林浅清缓缓停下,回头,眸子还是微垂,淡淡无波地说了一句:“我没事。”
复而,她抬眸。
两眼相对,林浅清默然,还是默然,男人却一眼惊乱。手中的伞都握不住,不敢置信地怔愣了,小心试探地喊出几年没有确凿名义喊出的名字:“清清?”男人狂喜,一把握着林浅清的肩,眼中碧波划过,亮得犹如北极星而过,“真的是你,清清。”
林浅清艰涩扯出一个淡笑,眸子里隐约才出现了一点凝聚的光点,浅浅淡淡的,难寻痕迹,她说:“南子,好久不见。”
几年未见,曾经温润如玉的少年已经长成眼前这般伟岸成熟的男人了。
她曾经以为他们彼此会见证彼此每个时刻的变化,但是世事难测,时隔七年再见,她只能那样疏离淡漠地说一句:好久不见……
是啊,好久好久呢?七年,足以改变记忆,改变容颜与心。
张南恍然了好一会儿,才将眼前浅笑疏离的女人一把搂在怀里,温润的眸子竟是湿润:“七年了,我找了你七年了,你去了哪里?”怎能如此狠心不让我找到……
这种失而复得的珍贵让他小心翼翼,不敢太用力,又怕抓不牢实,那种矛盾夹杂惊喜在张南眸子翻滚,席卷。
一颗被悬空分离的七年的心,终于在拥她入怀的这一刻缝合了,虽然还是有痕迹,却至少能圆满了。
怀里的女人不懂,亦不言语,手中的箱子坠在地上,她才抬头,眸中像雾气笼着清潭,将溢未溢,嗓音暗沉如哑,说:“南子,你为什么要在这个时候出现。”她嘴角似是嘲讽,再道,“我最狼狈的时候。”
张南惊慌,看着她,熟悉的脸陌生的眼,怀中的她冰凉冰凉,似乎有什么在她眼里流走,他紧了紧力道:“清清,怎么了?是发生什么事情了吗?”
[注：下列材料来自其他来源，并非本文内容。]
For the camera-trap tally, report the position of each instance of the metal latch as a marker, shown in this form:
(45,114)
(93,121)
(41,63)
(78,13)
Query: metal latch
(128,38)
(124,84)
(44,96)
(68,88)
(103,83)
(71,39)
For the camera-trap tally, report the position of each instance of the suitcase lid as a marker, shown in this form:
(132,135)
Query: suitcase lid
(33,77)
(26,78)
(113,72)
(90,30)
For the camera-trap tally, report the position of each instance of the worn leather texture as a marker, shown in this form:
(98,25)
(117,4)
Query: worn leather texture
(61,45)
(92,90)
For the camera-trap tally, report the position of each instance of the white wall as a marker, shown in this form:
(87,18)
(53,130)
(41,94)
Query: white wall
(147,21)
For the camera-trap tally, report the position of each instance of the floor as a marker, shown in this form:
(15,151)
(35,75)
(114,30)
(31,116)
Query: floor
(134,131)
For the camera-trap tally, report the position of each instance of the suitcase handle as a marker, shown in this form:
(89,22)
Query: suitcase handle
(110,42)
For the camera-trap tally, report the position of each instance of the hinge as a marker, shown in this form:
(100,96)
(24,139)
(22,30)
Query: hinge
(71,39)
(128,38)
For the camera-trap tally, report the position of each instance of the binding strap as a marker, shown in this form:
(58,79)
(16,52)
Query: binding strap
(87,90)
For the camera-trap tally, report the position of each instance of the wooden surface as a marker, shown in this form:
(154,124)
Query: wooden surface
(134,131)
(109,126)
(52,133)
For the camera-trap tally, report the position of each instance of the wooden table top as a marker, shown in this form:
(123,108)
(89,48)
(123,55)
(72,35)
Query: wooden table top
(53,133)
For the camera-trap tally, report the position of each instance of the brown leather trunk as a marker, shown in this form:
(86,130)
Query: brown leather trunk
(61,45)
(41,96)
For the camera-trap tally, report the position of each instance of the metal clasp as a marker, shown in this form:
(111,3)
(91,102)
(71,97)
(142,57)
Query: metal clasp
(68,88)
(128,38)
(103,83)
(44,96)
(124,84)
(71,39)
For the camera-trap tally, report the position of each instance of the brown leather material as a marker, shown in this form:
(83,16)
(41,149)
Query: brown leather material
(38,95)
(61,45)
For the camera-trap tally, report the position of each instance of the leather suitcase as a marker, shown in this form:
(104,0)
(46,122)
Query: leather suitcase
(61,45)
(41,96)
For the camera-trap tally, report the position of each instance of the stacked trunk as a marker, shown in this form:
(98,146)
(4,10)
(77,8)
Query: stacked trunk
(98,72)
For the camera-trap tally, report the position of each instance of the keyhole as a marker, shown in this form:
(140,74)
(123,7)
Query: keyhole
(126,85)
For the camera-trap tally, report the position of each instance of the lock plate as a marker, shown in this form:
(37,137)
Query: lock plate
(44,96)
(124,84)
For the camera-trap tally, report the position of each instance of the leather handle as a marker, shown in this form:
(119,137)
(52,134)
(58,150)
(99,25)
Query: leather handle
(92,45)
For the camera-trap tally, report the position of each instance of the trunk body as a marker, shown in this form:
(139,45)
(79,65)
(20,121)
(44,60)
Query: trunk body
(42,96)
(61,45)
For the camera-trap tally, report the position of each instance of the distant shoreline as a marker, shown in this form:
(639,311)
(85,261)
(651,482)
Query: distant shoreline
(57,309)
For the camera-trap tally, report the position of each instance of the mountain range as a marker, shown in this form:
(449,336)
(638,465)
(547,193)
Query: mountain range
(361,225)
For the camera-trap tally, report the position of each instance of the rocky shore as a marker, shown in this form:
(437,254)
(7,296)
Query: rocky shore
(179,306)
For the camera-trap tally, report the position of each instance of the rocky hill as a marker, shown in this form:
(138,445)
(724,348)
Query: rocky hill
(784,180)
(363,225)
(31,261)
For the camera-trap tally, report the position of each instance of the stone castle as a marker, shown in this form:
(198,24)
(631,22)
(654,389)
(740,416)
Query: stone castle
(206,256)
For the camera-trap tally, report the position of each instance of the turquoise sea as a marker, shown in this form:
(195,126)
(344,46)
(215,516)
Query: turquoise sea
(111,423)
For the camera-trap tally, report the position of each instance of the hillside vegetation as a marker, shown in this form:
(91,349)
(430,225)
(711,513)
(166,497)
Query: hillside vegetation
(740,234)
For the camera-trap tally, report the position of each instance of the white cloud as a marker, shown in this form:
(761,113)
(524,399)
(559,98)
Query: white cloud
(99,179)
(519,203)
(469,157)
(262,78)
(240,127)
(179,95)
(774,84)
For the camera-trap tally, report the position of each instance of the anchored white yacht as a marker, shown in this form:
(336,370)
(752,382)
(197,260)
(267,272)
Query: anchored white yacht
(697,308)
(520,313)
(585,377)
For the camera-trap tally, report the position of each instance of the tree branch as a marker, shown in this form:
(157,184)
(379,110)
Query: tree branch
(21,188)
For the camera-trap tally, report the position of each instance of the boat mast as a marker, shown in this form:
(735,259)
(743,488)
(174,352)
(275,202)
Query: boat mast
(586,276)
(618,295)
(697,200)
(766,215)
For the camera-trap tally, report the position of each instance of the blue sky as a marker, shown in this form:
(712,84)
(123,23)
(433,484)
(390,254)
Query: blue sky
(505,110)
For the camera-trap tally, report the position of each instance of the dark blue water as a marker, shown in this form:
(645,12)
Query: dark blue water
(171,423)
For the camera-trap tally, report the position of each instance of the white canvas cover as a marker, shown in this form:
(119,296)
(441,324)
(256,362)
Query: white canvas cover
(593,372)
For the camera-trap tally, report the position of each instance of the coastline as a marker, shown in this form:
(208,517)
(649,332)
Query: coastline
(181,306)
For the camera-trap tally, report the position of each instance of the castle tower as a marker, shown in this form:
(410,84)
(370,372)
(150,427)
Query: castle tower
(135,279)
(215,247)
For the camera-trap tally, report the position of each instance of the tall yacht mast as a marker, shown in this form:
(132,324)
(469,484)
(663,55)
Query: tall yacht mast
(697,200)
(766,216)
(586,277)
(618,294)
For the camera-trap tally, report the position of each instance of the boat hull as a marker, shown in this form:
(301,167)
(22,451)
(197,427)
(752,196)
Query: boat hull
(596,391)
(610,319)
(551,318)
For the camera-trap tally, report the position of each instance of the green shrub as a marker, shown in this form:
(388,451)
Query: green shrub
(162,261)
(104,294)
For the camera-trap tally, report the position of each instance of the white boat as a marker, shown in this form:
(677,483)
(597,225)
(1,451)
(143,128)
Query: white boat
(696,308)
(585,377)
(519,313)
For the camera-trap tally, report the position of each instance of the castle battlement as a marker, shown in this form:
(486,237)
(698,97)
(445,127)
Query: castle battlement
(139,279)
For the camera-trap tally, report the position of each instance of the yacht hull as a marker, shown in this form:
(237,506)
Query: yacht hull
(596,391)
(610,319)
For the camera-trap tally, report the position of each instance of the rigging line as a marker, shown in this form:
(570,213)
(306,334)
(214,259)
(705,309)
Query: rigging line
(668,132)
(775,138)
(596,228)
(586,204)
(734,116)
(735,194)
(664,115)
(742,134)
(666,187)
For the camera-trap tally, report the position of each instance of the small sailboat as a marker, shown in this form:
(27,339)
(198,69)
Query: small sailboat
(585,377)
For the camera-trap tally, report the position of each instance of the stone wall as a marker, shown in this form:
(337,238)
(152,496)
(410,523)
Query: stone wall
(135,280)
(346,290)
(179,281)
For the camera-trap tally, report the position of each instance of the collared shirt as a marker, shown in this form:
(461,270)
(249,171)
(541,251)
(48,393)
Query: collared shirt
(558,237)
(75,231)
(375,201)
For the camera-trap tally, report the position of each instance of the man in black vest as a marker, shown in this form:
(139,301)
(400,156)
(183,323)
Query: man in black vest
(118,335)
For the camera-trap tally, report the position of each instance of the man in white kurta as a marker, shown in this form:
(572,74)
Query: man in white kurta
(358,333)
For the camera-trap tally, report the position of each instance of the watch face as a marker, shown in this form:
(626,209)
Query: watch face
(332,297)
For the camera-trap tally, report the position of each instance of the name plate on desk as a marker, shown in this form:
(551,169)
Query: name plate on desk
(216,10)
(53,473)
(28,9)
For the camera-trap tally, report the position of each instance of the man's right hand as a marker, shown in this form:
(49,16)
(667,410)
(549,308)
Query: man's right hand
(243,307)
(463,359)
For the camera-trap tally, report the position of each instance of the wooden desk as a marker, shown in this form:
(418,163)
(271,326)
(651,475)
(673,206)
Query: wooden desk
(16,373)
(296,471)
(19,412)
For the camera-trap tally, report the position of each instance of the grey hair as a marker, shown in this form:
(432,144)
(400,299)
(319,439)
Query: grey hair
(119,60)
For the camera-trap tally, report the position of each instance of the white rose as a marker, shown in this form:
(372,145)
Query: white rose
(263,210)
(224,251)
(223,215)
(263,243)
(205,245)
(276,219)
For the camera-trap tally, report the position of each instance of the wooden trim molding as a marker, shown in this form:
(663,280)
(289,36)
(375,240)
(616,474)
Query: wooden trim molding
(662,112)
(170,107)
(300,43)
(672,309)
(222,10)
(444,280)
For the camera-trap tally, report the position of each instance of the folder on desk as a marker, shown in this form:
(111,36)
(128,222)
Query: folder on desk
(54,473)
七年未见,再见,她这样狼狈。他甚至设想过她所有窘况,却漏了这一种:行尸走肉。
对,张南只能想到这个词语在形容怀中的女人。
林浅清只是仿若未闻,嘴角冷笑,自言自语般轻喃:“为什么,明明都躲了七年了,为什么躲不掉。”
坚强不过是一个不能隐忍的人最好的伪装而已罢了,但是也有那样一个人,在他面前,伪装这种东西就无处遁寻了,也许这个人无关风月,张南之于林浅清便是这样一个人吧,所以,这一刻,她看着他的眼,在他怀里,眸中一片潮涩,然后泪流满面。
她七年没有流过一滴眼泪,即便刚才对着江绵忆那样疼痛的时候也没有流一滴泪,这一刻却想找到了突破口,泪水绝提泛滥。
总以为眼泪会流干,原来除却生命终止,都是妄言,不过是一丝倔强在撑着。
怀中泪流满面的女人,找了七年,念了七年,这一滴一滴的眼泪,足够将他所有理智都吞噬,他俯身,下巴低着她的头顶,将林浅清一点缝隙不留地锁在怀里,他急切的声音从上方传来:“清清,你说什么?清清,你到底怎么了?”
语言断断续续,她几乎语不成句:“南、子,我——”
大概是力气随了眼泪一起流逝了,一句整话未完,便浑身虚软,意识涣散。
怀中的女人脱力,一点一点滑下脱离。张南惊乱地搂住,去看她的脸,满面苍白,长睫紧闭,没有一丝生气,他一颗心如搁置在云霄车上一样上上下下,这下完全跌在谷底,他大慌:“清清,清清。”
怀里的女人却一点动作都没有,脸睫翼不曾闪动。
“别怕,清清,我不会让你有事的。”抱着昏沉的林浅清,他加速驱车。
这场雨停了,路面上泥泞洗尽了,太阳又出来,然后人群出来,车来车往的,又热闹了,这是街角街尾,地上各自躺着一把伞。
一场夏雨,洗洗刷刷的,许多东西都跟着面目翻新了。
江氏上下这是今天第二次炸翻了,先前他们一向以身作则的总裁大人堂而皇之地翘班了,而且带着一脸的惊慌急切,之后不到半个小时,他们总裁大人又回来了,还一脸失落,满身湿透的样子,大家一直地想到一种可能:总裁大人失恋了……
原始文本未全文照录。